В завершение праздника всех, кто впервые пересекал экватор, кого посвящали в моряки, бросали в "озеро". Вода, давно почерневшая от краски, смытой с туземцев, кипела, бурлила, клокотала. К людям вернулись энергия, радость, смех.
Вечером полыхал фейерверк. Нептун благословил своих подданных, баталеры из ендов разливали по чаркам водку...
Ночью эскадра снялась с якорей. У Евгения Романовича Егорьева было отличное настроение. Он записал в дневнике: "...Построились снова в походный порядок, и опять по океану потянулись длинные, миль на пять, линии двух кильватерных колонн со своими многочисленными разноцветными огнями, которые представляются громадной, хорошо освещенной улицей вроде Невского".
По мере приближения к далекому противнику на эскадре все чаще проявлялась нервозность. Внешне – никаких признаков. Жизнь и плавание шли своей унылой чередой. И вдруг случай, никем не предусмотренный...
Катер-разведчик увидел огонь, светящуюся точку. Заработал беспроволочный телеграф, оповещая, что контркурсом идет загадочный пароход.
Вскоре выяснилось, что восходящую на горизонте звезду приняли за судовой огонь.
День спустя снова непредвиденный случай. С какого-то транспорта упал за борт матрос. Соседние суда оповещены не были, шлюпки не спустили боясь, очевидно, адмиральского гнева.
Матросу начали сбрасывать горящие буйки.
Когда эскадра ушла вперед, отдаленные светящиеся буйки вызвали переполох. Что это? Японский эсминец? Подводная лодка?
На некоторых судах приготовились к отражению атаки...
Нервозность, глубоко спрятанная, жила в каждом. Ее порождало убеждение, что наспех сколоченная эскадра не способна к серьезным баталиям.

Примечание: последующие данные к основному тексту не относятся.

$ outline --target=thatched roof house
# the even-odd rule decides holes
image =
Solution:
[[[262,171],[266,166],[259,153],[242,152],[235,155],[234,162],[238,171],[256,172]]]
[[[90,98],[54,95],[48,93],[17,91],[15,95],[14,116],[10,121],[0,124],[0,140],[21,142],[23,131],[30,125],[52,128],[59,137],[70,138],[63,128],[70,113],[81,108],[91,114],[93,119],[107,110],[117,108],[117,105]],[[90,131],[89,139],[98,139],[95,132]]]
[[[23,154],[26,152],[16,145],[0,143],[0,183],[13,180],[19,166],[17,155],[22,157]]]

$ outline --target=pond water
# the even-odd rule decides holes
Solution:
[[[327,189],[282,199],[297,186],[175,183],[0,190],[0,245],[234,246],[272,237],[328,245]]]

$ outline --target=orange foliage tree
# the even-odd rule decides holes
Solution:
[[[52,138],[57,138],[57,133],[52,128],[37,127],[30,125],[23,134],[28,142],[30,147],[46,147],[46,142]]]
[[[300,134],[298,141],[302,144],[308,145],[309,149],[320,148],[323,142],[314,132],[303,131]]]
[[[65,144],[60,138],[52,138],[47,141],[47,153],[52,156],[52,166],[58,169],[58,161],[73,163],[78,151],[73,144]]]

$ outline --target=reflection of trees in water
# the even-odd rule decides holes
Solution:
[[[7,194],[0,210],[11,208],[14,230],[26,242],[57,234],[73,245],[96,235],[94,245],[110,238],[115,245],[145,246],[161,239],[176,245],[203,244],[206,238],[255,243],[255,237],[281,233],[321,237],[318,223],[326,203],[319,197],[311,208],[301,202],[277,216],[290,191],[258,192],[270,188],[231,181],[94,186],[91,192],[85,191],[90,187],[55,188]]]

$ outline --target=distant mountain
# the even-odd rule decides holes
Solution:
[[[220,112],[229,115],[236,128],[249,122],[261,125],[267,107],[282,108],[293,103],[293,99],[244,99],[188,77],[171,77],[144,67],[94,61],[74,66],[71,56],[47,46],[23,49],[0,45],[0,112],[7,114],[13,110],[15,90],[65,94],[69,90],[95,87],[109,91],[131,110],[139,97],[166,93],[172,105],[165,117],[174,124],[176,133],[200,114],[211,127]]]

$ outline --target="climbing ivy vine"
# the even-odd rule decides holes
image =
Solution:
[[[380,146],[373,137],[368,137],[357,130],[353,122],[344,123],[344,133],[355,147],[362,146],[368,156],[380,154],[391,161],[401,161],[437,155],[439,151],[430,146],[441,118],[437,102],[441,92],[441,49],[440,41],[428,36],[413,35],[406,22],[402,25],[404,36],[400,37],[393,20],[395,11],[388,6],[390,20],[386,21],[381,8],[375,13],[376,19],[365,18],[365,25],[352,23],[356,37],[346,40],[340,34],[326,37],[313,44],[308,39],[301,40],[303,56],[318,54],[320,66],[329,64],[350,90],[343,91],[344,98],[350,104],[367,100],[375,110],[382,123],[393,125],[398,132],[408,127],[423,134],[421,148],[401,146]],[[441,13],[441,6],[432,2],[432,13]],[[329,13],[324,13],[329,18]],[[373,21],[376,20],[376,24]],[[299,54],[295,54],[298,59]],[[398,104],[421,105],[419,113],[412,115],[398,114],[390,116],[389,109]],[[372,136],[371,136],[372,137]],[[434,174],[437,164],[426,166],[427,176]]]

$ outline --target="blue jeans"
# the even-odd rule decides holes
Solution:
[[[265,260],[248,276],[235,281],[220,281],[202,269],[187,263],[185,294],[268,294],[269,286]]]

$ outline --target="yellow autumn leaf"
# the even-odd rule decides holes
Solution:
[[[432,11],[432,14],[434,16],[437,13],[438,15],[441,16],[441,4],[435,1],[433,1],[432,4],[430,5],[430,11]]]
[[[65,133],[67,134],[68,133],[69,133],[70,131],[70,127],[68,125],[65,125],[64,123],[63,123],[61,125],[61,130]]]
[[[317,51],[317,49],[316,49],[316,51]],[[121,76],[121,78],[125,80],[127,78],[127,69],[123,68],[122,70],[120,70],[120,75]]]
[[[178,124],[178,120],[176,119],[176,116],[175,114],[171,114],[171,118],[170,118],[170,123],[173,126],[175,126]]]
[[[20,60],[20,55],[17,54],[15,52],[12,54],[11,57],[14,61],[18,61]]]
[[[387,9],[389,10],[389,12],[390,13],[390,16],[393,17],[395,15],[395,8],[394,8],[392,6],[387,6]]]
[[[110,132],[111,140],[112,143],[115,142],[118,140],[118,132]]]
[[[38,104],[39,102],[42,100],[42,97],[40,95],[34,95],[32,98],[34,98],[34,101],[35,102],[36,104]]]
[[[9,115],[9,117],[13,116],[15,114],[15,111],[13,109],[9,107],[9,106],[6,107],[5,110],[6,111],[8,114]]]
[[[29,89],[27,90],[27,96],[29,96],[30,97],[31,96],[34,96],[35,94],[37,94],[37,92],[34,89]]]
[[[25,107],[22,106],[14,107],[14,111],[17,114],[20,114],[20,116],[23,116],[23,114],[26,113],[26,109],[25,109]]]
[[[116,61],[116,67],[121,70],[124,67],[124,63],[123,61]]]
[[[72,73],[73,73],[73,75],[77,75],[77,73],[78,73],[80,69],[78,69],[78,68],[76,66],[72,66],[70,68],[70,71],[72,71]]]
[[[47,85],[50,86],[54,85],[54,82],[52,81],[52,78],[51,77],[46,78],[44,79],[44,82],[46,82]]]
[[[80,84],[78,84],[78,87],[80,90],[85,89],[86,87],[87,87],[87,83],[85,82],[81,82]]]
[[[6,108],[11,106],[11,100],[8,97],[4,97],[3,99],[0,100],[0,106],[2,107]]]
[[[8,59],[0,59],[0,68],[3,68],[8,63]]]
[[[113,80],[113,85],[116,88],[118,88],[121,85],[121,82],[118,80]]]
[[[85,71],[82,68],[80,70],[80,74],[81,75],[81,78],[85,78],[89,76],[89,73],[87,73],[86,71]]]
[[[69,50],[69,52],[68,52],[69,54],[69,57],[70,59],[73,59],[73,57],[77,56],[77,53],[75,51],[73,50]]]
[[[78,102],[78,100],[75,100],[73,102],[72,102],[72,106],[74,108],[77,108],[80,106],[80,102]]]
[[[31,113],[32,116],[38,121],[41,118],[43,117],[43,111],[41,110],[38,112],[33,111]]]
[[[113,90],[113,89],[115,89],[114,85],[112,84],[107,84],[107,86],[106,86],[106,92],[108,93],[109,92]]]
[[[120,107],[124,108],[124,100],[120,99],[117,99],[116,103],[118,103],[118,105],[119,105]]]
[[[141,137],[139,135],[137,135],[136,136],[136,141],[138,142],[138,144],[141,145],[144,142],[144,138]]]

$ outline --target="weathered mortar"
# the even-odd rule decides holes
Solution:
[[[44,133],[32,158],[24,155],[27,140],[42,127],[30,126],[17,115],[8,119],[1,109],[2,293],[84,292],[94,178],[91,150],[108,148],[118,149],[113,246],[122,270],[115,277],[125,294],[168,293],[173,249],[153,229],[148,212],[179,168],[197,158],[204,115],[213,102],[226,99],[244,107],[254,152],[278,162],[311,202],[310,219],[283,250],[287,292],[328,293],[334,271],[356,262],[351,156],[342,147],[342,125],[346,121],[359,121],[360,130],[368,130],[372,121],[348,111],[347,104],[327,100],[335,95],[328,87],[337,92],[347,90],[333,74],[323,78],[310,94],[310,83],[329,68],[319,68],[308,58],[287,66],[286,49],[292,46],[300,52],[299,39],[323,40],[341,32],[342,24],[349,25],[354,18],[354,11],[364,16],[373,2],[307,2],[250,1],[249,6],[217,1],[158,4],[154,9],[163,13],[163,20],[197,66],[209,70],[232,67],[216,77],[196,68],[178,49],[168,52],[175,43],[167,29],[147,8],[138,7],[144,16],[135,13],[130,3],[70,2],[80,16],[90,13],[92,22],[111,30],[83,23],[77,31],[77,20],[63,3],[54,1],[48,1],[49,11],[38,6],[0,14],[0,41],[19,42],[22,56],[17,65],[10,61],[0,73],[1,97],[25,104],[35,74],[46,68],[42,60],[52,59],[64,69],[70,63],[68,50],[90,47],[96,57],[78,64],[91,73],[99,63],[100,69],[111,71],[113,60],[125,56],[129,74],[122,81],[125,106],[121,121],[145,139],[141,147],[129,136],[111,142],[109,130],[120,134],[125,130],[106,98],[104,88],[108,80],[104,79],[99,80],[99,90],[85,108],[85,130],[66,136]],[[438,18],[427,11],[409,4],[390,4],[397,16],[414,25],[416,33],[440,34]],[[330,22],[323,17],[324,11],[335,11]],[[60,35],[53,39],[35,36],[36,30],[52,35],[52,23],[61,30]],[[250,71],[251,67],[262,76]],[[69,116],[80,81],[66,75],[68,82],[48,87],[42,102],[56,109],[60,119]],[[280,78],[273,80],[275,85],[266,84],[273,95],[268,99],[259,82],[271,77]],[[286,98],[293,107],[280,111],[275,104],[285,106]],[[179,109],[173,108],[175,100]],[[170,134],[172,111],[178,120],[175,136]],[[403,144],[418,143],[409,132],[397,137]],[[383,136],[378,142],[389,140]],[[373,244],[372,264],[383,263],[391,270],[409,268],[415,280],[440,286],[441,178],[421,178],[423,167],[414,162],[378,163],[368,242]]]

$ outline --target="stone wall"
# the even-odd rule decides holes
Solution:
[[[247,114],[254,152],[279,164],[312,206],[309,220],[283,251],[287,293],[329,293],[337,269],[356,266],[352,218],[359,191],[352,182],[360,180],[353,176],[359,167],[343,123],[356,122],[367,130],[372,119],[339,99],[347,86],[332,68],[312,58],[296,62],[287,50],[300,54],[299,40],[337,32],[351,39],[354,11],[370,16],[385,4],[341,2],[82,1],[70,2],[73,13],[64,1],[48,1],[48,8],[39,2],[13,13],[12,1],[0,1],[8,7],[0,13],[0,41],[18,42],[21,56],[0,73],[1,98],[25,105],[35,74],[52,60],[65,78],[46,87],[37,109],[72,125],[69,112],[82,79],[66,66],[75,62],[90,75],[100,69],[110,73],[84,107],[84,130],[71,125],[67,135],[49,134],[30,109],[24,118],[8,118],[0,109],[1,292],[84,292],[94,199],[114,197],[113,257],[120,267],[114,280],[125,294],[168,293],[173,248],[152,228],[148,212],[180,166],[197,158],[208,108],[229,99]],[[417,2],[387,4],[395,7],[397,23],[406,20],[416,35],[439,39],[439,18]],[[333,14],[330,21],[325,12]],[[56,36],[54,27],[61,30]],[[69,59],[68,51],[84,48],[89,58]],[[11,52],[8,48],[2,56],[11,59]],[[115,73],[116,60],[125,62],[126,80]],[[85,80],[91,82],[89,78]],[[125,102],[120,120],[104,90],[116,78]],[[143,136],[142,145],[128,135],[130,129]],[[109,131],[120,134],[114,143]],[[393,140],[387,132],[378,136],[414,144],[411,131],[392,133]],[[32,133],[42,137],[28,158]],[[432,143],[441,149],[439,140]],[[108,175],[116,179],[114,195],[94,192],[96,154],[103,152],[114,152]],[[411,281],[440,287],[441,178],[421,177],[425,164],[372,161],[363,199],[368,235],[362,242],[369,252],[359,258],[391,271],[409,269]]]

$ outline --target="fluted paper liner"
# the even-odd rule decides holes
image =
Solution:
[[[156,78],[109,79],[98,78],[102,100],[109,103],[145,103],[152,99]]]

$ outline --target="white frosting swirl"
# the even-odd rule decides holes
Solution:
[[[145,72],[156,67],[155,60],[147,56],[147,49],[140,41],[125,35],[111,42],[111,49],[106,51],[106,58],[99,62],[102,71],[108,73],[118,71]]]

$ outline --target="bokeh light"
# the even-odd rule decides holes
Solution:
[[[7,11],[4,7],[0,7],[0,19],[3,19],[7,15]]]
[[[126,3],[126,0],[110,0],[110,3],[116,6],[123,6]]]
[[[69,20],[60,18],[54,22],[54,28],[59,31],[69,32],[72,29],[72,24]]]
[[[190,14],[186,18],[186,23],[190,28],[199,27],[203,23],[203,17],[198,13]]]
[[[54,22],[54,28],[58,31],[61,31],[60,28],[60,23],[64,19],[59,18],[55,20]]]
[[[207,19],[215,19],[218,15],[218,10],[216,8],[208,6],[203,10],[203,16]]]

Командир "Авроры", ежедневно наблюдавший с мостика строй кораблей, угнетаемый постоянными раздумьями, записал в дневнике: "...Если исключить четыре однотипных броненосца, преобладает удивительная разнотипность. Каждое другое судно представляет положительно unikum, годный для сохранения в музеях в назидание потомству ("Алмаз", "Светлана", "Жемчуг", "Донской", "Наварин", "Сисой" и "Нахимов"). Однотипных семь миноносцев, которые уже успели износиться в прошлом году в походе в Порт-Артур, ныне, после ремонта Кронштадтского порта, снова пришли в такое состояние, что вряд ли кто-нибудь из них дойдет до неприятеля. Присоединились еще к ним гиганты немцы "Урал", "Терек" и "Кубань" – будущие разведчики, лучшие ходоки нашей эскадры и громаднейшие щиты для японских артиллеристов. Попадания в них будут сейчас же видны японцам, так как после первого произойдет огромный пожар, несмотря на какую-то шарлатанскую огнестойкую жидкость, которой пропиталось дерево. Два негодных парохода "Малайя" и "Князь Горчаков" отправляются обратно... Транспортов масса, и наша эскадра похожа на конвойных большого верблюжьего каравана".
С записями командира крейсера перекликались и строчки из дневника корабельного врача Владимира Кравченко: "Ох, что-то нет у нас веры во Вторую эскадру, хотя по наружному виду она и представляет такой грозный вид.